Enfin je peux voir ce lieu, ce plateau calcaire, le seul accès praticable qui se trouve à l'Ouest. Quand on arrive en haut, on voit l'arrière des 12 temples baignant dans le soleil. Leur entrée située à l'Est, côté où le soleil se lève. Les sculptures en haut relief dépeignant des batailles mythiques: les Lapithes contre les Centaures au sud, les Grecs contre les Amazones à l'Ouest, les Dieux contre les Géants à l'Est et la Guerre de Troie au Nord. Enfin, les sculptures des frontons, exécutées en ronde bosse, représentent la naissance d'Athéna sortant tout armée de la tête de Zeus sur le fronton de l'Est et la lutte entre Athéna et Poséidon pour le patronage d'Athènes sur le fronton de l'Ouest. Au coeur du Sanctuaire, la tour de l'horloge d'Andronikos Kyrristes faite de marbre soutenue par huit jeunes filles qui symbolisent le vent cache au son sein mon pouvoir. Scellé, dans le noir absolu, il ne peut agir. Mais voilà, cette si menue faille fait qu'une heure par jour, un rayon de soleil caresse cette carcasse noire, pétrifiée par le temps qui n'attend que mon appel pour se mouvoir. Pas complètement. Juste un peu. Pas pour me libérer de cette prison intemporelle. Juste pour agir sur les étoiles, sur le temps.

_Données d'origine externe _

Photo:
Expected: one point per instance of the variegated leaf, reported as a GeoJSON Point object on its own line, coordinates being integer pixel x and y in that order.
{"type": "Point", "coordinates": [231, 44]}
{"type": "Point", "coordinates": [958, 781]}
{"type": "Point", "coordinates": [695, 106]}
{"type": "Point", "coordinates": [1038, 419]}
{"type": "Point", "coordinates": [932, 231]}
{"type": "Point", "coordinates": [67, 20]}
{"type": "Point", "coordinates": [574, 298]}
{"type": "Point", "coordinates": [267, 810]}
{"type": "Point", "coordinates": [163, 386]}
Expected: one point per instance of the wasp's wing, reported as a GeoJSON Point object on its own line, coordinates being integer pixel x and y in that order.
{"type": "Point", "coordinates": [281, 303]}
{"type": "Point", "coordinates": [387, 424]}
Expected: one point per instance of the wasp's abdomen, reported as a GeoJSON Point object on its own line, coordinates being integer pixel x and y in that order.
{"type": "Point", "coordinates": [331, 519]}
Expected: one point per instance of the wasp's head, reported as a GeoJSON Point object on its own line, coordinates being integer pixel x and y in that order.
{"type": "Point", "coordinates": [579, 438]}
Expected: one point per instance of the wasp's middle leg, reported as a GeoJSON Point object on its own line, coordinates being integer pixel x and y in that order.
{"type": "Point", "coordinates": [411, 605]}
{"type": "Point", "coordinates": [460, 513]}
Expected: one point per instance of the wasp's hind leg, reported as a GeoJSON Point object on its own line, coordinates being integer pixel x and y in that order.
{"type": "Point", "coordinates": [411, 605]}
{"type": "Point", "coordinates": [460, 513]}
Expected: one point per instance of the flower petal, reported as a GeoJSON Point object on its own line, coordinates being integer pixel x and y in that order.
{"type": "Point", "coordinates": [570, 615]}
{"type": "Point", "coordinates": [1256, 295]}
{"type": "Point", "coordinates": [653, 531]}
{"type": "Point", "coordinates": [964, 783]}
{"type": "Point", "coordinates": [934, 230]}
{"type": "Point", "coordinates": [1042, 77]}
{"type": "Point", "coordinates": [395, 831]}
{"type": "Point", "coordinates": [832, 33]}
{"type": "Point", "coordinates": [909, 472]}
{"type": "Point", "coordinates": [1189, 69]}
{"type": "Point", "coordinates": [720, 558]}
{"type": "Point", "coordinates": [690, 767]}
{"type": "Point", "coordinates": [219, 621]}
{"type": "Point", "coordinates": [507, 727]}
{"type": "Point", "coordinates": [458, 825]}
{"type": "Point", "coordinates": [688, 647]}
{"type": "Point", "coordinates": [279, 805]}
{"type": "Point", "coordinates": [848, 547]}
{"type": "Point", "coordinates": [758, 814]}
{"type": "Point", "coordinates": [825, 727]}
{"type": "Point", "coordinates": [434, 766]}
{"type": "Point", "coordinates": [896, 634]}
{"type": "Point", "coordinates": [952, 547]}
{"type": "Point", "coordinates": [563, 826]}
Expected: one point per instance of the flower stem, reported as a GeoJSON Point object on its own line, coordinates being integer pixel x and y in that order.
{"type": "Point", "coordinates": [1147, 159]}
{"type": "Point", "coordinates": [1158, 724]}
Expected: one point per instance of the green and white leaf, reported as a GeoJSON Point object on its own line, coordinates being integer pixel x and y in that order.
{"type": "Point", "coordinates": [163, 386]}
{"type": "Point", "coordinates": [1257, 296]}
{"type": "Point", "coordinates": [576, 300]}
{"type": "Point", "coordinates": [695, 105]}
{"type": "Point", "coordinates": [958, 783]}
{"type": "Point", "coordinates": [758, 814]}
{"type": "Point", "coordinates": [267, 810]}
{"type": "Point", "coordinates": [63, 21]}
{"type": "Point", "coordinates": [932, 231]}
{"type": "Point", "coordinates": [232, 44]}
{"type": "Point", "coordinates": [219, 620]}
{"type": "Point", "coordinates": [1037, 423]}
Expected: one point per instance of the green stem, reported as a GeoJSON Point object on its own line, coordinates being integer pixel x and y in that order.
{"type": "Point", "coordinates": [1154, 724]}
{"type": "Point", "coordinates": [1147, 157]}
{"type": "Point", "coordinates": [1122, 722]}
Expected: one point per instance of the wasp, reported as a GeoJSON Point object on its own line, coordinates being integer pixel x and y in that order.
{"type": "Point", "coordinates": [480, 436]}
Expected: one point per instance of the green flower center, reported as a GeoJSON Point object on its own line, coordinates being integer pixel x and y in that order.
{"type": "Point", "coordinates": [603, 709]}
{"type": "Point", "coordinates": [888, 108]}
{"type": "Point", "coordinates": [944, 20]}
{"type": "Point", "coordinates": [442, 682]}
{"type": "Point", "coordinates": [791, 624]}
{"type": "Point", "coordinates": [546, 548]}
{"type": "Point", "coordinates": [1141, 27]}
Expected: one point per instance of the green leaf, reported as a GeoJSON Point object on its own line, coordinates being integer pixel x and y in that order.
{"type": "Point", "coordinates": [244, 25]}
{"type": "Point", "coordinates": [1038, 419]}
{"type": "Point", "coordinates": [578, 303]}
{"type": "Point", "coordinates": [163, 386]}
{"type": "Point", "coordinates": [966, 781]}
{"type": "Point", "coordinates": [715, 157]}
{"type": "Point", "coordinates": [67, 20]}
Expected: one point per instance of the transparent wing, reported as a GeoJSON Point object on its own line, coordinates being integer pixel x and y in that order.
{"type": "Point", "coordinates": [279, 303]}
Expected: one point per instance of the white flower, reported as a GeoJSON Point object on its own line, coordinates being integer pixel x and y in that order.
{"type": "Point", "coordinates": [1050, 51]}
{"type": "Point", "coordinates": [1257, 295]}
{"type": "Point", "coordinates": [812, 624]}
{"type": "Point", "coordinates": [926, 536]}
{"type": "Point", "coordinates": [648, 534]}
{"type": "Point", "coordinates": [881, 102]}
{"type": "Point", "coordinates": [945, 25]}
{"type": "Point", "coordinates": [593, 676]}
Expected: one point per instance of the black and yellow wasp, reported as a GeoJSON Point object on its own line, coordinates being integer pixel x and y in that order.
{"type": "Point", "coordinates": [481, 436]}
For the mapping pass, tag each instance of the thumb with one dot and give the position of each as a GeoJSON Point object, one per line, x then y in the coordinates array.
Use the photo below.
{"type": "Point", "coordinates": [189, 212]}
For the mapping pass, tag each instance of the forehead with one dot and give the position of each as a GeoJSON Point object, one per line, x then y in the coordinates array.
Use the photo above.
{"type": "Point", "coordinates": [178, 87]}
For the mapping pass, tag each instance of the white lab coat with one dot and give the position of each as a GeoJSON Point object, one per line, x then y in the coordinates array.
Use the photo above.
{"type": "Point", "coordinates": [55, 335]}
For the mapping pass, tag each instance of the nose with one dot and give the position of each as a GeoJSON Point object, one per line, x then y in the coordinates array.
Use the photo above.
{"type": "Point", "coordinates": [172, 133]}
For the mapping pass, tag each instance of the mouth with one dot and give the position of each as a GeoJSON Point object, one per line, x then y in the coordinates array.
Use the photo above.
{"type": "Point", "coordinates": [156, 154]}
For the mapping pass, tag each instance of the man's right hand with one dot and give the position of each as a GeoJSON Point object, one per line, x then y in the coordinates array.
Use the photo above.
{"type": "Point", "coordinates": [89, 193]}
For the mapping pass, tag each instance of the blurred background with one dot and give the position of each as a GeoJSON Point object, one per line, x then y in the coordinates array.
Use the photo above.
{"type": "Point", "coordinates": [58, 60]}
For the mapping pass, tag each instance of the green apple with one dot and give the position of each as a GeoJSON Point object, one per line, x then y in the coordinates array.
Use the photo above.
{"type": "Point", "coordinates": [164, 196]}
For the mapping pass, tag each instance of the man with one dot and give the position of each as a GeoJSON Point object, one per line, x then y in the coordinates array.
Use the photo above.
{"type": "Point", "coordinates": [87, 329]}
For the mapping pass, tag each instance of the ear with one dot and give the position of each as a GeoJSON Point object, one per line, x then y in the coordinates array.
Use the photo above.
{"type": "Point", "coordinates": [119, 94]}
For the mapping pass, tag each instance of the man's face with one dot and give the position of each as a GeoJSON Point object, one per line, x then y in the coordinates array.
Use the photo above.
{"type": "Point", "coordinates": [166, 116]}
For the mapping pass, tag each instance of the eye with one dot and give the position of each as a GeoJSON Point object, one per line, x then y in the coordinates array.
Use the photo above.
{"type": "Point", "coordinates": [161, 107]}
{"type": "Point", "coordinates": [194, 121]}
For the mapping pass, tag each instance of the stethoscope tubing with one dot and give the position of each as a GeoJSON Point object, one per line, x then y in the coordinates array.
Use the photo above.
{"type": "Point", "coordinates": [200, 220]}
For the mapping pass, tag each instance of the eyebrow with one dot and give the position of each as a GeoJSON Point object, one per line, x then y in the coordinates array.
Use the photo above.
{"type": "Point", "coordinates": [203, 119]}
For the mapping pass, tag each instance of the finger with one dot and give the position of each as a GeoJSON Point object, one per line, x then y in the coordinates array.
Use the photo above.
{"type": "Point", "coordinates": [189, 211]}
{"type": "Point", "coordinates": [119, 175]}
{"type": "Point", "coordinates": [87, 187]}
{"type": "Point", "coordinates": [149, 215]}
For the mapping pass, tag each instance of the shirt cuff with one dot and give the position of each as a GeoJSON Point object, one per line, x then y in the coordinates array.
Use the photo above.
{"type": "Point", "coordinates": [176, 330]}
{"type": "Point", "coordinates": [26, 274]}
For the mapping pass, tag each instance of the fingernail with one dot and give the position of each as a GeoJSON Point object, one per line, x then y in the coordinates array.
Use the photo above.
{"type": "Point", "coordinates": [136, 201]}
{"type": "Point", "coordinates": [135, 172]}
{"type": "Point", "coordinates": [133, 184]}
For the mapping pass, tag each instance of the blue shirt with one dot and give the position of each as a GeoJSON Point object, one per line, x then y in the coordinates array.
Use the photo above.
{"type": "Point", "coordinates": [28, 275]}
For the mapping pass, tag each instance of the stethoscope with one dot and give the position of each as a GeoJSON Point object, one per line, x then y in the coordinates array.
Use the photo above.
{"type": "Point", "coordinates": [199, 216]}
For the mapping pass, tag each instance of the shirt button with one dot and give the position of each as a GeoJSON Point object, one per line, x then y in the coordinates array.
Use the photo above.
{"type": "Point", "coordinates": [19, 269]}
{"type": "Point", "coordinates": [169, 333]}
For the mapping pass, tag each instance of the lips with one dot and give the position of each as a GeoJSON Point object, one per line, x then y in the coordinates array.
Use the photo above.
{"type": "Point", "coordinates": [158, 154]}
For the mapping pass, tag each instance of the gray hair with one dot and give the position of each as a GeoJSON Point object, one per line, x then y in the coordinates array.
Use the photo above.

Il n'y a pas de passé, de présent ni de futur pour moi. Des images me viennent à l'esprit de ces vies figées à jamais maudites par les dieux. Un caprice volage leur rend la vie. Une seconde chance. Un père qui pleure son fils. Une promesse. Un amour. Des liens éternels de fraternité. Pathétique. Inutile. Je vais détruire tout ceci et montrer aux dieux vaniteux que je suis supérieur à eux et qu'ils ne doivent pas m'oublier. Ils pensent du haut de leur orgueil que je ne puis plus rien faire, que je ne suis plus rien si ce n'est le sablier qui s'écoule inexorablement. Je suis le temps. Je regarde le sable de mon Mégas Drépanon et le fait se mouvoir. Les temps se mélangent et la course des étoiles me montre mille possibilités. Un destin. Non. Des destins possibles. Des vies à briser avant de reprendre possession de mon bien. Changer la course des destins et en faire autre chose. Modifier les mémoires. Défaire les choix faits. Reprendre tout depuis leur naissance... Fixer la roue, mettre des choix devant leurs pieds... D'autres vies se profilent. A ma plus grande joie.

D'une promesse de deux saints d'Athéna à leur déesse. Promesse d'un retour 200 ans plus tard. De rester en vie jusqu'à la prochaine guerre sainte. Préparer le retour de Mort et Rêve. D'un battement de cils, j'efface ceci. Une déesse retournant auprès des dieux à tout jamais. Deux frères qui se disputent mais dont le Roi divin porte le dernier mot pliant ainsi l'Ombre. Mort et Rêve font partie de l'humanité telle une plaie dont on ne peut guérir. Un souffle léger et je modifie le temps de Mort mais Rêve m'échappe. Je suis un peu trop faible je dois bien l'avouer. Mais Rêve part en criant. Il a peur. C'est une première et un pur délice que de l'entendre ainsi hurler. Préviens les dieux, Rêve préviens-les que je suis là. Nul ne peut échapper au temps.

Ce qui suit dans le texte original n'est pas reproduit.